Im Rahmen der Badener Umweltwochen 2018 gewährte eine Velotour mit Pro-Velo Region Baden einen Einblick in die Bedeutung der Wasserkraft für Baden.
Schon im Mittelalter versorgten die Wasserräder an der Limmat und am Stadtbach die hiesigen Mühlen mit umweltfreundlicher Energie. Davon bleiben nur noch Namen.
Die Velofahrt von der Aue zum Kapperlerhof führte an zahlreichen Industrieruinen vorbei, denen früher als Hauptenergiequelle die Limmat diente.
Anfangs des 20. Jahrhunderts  deckten die Wasserkraftwerke Kapperlerhof und Aue den gesamten Elektrizitätsbedarf der Stadt Baden, heute decken sie trotz Verbesserung des Wirkungsgrades noch rund 1/3, der Rest kommt aus dem Überlandnetz, mit einem kleinen Beitrag der Holzenergiezentrale Dättwil und der Photovoltaik-Anlagen. Die zwei Biogasanlagen hingegen speisen erneuerbares Biogas in das Erdgasnetz und produzieren direkt keinen Strom.

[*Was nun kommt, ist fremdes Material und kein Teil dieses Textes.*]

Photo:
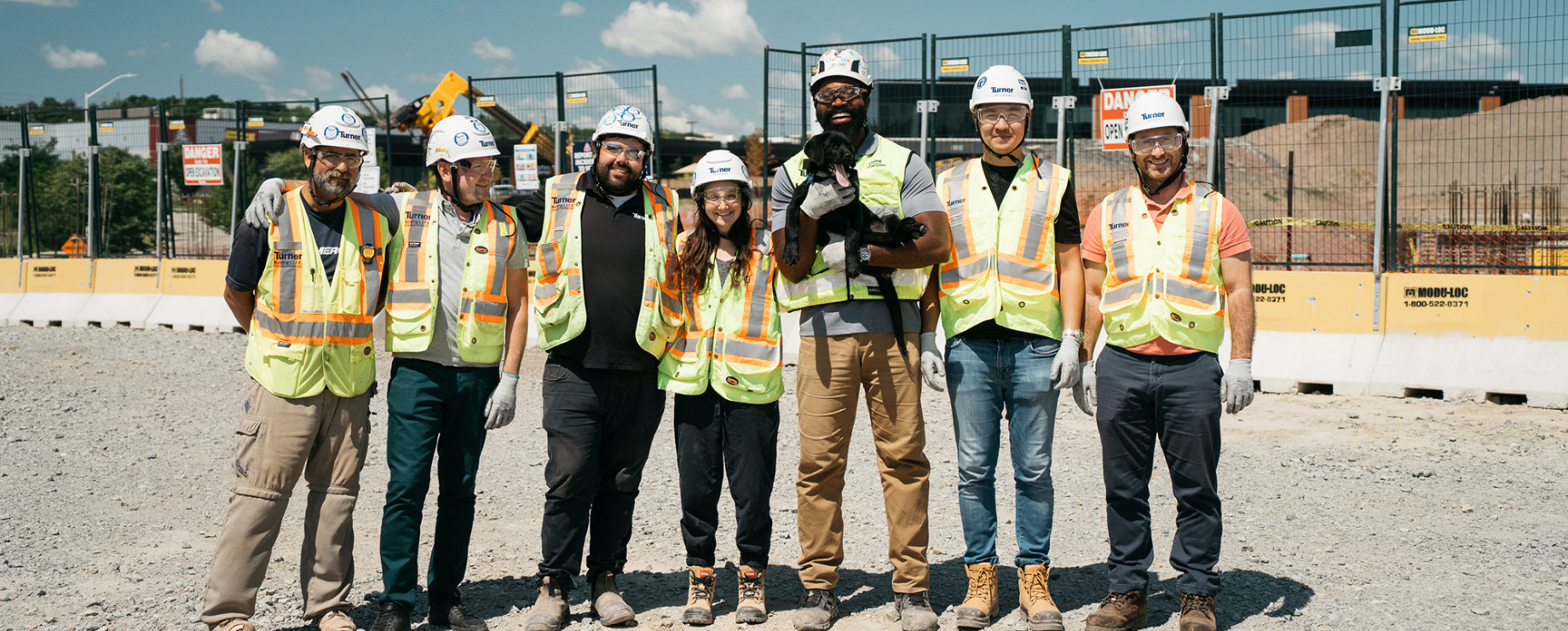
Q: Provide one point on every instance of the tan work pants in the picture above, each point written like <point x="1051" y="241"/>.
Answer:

Michael Sarbach und Andreas Doessegger der Regionalwerke Baden zeigten eindrücklich, was die Limmatkraftwerke durch ständige Verbesserung zur Versorgung Badens leisten, aber auch, wie klein ihr Ausbaupotential ist.
Ja, die Produktion könnte sogar abnehmen, wenn der Kanton die Umweltauflagen, insbesondere die Restwassermenge weiter erhöht und das Klima unbeständiger wird.
Dadurch würde ihre Wirtschaftlichkeit leiden, und noch weiter sinken, wenn der Kanton höhere Wasserzinsen fordert.